The Java programming language requires that floating-point arithmetic behave as if every floating-point operator rounded its floating-point result to the result precision. Inexact results must be rounded to the representable value nearest to the infinitely precise result; if the two nearest representable values are equally near, the one with its least significant bit zero is chosen. This is the IEEE 754 standard's default rounding mode known as round to nearest.

The language uses round toward zero when converting a floating value to an integer, which acts, in this case, as though the number were truncated, discarding the mantissa bits. Rounding toward zero chooses as its result the format's value closest to and no greater in magnitude than the infinitely precise result.

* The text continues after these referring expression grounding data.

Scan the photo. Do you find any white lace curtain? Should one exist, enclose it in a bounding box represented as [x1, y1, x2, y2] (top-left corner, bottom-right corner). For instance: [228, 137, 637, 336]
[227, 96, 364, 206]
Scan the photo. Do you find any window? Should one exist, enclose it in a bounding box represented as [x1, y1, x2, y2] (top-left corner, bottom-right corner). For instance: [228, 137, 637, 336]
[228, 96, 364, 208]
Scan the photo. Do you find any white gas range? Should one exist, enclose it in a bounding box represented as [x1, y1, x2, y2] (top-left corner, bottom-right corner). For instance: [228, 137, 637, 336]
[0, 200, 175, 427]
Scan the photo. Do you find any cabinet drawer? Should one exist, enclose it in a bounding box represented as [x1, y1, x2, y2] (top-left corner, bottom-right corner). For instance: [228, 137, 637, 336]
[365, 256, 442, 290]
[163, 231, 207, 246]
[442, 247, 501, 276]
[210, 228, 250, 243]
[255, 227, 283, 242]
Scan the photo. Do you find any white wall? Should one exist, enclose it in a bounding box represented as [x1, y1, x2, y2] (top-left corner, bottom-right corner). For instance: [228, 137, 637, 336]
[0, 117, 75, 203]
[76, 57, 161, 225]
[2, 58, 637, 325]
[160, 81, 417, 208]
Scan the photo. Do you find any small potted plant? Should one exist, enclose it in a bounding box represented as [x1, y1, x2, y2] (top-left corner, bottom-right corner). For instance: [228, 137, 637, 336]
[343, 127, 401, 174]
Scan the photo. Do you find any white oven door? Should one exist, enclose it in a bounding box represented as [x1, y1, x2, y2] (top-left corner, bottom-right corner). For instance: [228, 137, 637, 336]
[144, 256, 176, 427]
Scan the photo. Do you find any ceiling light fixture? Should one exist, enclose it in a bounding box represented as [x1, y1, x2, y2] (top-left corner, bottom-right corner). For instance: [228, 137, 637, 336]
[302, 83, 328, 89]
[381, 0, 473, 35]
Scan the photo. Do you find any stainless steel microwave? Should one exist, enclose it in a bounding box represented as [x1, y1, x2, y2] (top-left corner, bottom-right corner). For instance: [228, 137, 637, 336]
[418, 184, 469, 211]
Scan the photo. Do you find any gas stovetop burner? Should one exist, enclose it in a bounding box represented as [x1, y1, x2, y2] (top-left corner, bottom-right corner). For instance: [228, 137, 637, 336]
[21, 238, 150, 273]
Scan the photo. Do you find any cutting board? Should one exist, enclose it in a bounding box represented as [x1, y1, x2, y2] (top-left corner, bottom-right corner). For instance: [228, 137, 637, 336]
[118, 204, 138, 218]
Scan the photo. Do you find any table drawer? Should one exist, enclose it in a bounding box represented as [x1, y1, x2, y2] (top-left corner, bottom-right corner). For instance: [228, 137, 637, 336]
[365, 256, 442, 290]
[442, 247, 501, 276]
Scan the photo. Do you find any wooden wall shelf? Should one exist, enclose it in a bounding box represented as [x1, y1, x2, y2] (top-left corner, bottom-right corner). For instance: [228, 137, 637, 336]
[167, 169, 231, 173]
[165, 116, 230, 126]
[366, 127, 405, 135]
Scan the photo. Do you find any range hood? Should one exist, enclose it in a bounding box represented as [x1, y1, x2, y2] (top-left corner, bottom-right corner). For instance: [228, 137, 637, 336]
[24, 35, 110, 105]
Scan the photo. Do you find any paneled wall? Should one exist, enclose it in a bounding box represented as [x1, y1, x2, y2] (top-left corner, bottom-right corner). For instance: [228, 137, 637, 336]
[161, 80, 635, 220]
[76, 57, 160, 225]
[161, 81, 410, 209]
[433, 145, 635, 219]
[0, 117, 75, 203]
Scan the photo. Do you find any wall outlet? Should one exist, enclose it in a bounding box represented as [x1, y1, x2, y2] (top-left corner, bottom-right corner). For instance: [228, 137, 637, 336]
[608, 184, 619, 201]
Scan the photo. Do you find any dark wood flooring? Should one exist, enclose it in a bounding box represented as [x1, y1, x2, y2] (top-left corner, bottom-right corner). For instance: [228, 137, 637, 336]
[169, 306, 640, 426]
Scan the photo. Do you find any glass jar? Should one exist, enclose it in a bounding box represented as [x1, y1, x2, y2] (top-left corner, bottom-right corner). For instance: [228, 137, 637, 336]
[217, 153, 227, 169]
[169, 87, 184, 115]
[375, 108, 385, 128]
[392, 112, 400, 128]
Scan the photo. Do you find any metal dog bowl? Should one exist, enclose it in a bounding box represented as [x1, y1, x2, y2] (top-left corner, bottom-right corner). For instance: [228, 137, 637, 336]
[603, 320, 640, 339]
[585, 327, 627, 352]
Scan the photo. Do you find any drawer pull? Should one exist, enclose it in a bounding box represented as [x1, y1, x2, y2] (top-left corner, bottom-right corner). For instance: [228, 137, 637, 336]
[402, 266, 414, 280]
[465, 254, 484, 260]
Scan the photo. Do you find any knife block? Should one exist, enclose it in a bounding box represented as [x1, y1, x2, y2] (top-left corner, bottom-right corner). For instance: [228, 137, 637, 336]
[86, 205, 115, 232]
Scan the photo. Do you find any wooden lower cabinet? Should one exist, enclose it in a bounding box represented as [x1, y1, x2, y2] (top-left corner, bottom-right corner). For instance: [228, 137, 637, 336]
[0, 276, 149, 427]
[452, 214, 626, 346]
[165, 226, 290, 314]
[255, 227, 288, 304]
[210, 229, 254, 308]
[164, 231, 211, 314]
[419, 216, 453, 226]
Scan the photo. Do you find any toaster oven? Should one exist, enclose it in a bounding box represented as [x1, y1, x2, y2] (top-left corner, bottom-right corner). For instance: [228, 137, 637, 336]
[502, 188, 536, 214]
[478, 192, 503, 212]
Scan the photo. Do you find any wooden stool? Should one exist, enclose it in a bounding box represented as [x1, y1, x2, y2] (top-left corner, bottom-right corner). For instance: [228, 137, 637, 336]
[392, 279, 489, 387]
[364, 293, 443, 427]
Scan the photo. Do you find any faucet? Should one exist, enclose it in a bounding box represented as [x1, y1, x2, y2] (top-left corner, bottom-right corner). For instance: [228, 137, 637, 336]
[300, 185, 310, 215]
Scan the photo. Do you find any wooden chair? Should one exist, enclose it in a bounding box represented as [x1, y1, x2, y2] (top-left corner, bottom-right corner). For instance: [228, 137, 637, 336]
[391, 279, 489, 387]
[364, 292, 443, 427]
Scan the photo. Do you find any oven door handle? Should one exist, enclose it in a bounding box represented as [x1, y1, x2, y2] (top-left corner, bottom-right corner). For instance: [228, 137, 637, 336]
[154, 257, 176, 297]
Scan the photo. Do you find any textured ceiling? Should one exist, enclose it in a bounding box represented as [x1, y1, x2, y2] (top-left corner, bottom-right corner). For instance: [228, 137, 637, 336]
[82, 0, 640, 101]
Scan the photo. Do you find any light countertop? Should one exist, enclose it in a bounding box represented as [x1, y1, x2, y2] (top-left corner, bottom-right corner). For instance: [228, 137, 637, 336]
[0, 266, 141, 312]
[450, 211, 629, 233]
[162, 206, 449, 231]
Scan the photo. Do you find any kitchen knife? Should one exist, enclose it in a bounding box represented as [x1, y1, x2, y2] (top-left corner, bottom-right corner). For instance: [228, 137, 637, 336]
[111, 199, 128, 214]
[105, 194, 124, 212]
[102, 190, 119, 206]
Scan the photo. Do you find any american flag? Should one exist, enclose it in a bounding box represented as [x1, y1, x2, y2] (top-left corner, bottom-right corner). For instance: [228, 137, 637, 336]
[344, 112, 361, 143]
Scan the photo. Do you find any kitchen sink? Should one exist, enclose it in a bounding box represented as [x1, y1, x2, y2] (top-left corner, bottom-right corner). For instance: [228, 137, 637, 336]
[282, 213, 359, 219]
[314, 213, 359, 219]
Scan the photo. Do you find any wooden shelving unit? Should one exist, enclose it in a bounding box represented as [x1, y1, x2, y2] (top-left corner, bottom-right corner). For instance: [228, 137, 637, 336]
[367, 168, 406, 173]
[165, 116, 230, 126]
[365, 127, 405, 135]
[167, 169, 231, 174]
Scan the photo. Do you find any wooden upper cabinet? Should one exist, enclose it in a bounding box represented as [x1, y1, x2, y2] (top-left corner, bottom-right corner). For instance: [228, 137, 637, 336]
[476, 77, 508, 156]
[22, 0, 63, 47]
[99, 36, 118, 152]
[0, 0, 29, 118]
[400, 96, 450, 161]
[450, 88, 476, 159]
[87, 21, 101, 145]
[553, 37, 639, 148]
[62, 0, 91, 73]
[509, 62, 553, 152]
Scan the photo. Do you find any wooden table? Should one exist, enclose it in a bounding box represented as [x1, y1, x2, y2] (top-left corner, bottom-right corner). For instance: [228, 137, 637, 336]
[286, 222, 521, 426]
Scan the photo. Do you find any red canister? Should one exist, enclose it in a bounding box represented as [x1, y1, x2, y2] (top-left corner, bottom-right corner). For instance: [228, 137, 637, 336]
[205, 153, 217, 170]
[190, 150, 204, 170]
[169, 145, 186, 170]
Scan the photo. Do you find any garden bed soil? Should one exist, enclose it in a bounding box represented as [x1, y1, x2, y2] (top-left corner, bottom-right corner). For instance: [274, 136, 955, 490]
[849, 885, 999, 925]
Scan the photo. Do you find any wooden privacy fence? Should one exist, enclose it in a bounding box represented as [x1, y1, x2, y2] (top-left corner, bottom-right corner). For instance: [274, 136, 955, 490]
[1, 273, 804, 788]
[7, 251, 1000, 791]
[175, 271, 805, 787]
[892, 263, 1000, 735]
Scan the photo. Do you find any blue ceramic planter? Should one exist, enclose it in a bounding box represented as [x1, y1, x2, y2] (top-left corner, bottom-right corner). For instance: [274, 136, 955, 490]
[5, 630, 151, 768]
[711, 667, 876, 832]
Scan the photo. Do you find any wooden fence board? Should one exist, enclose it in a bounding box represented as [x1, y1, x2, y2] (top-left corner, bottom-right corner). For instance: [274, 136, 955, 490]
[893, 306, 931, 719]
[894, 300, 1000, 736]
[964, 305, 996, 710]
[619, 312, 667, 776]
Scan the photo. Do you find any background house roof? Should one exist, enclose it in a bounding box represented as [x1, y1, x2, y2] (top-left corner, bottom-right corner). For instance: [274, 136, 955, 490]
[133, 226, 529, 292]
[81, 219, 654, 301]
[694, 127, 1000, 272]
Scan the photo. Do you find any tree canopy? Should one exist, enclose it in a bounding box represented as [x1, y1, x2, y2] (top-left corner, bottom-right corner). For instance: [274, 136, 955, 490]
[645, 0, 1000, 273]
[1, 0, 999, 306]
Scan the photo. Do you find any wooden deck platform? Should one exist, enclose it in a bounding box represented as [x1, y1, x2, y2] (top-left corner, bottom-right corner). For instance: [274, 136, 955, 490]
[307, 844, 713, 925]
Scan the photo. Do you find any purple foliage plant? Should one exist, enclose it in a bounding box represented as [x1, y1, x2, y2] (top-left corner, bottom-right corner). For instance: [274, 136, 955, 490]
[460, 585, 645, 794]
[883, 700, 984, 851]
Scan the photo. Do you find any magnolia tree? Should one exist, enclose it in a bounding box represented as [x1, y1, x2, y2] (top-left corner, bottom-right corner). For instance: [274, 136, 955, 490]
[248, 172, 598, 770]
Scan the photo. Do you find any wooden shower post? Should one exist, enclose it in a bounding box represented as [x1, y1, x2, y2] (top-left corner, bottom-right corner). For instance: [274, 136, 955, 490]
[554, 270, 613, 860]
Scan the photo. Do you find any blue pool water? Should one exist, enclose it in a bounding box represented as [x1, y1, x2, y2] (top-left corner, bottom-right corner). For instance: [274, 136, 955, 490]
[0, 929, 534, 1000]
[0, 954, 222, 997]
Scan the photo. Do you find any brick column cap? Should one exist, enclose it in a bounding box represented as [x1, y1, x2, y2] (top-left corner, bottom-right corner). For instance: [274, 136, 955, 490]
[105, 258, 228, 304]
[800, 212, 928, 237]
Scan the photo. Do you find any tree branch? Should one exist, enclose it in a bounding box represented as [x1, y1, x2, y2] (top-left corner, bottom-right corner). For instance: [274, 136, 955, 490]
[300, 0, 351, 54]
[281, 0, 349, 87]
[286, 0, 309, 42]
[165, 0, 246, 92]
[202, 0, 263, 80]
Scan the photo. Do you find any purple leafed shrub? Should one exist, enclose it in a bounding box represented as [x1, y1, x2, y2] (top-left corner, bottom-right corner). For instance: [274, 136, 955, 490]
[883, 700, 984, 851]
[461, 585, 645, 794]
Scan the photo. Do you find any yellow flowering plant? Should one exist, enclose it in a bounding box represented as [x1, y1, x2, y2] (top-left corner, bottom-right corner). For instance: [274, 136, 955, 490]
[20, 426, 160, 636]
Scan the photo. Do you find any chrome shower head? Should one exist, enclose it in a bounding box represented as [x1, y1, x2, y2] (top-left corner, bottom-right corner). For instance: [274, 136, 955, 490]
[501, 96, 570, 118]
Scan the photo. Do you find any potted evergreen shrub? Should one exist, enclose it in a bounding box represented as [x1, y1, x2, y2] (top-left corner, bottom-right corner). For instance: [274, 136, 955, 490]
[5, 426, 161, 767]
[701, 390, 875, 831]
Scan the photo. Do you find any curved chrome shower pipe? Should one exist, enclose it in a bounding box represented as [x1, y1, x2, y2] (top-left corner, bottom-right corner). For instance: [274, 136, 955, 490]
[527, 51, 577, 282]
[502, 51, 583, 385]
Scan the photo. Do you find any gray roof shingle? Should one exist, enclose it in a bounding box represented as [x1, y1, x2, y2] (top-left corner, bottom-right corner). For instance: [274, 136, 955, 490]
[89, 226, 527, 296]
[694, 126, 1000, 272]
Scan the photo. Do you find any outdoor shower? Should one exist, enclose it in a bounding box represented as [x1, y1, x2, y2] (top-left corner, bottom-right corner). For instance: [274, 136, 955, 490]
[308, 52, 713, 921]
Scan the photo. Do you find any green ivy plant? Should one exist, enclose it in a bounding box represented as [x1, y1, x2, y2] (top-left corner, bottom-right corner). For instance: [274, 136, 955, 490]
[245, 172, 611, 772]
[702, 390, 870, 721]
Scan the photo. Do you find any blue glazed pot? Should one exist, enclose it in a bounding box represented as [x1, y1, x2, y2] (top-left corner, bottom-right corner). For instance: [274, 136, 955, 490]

Floating-point operators produce no exceptions. An operation that overflows produces a signed infinity, an operation that underflows produces a denormalized value or a signed zero, and an operation that has no mathematically definite result produces NaN. All numeric operations with NaN as an operand produce NaN as a result. As has already been described, NaN is unordered, so a numeric comparison operation involving one or two NaNs returns false and any != comparison involving NaN returns true, including x!=x when x is NaN.

The example expression:


				{
									// An example of overflow:
									double d = 1e308;

									System.out.print("overflow produces infinity: "); 
									System.out.println(d + "*10==" + d*10); 
								// An example of gradual underflow:
								d = 1e-305 * Math.PI;
								System.out.print("gradual underflow: " + d + "\n ");
								for (int i = 0; i < 4; i++) {
										System.out.print(" " + (d /= 100000));
								}
								System.out.println();
								// An example of NaN:
								System.out.print("0.0/0.0 is Not-a-Number: ");
								d = 0.0/0.0;
								System.out.println(d);
								// An example of inexact results and rounding:
								System.out.print("inexact results with float:");
								for (int i = 0; i < 100; i++) {
										float z = 1.0f / i;

										if (z * i != 1.0f) {
												System.out.print(" " + i);
										}
								}
								System.out.println();
								// Another example of inexact results and rounding:
								System.out.print("inexact results with double:");
								for (int i = 0; i < 100; i++) {
										double z = 1.0 / i;
										
										if (z * i != 1.0) {
												System.out.print(" " + i);
										}
								}
								System.out.println();
								// An example of cast to integer rounding:
								System.out.print("cast to int rounds toward 0: ");
								d = 12345.6;
								System.out.println((int)d + " " + (int)(-d));
								return null;

				}

produces the output:


									overflow produces infinity: 1.0e+308*10==Infinity
									gradual underflow: 3.141592653589793E-305
												3.1415926535898E-310 3.141592653E-315 3.142E-320 0.0
									0.0/0.0 is Not-a-Number: NaN
									inexact results with float: 0 41 47 55 61 82 83 94 97
									inexact results with double: 0 49 98
									cast to int rounds toward 0: 12345 -12345

This example demonstrates, among other things, that gradual underflow can result in a gradual loss of precision. The results when i is 0 involve division by zero, so that z becomes positive infinity, and z * 0 is NaN, which is not equal to 1.0.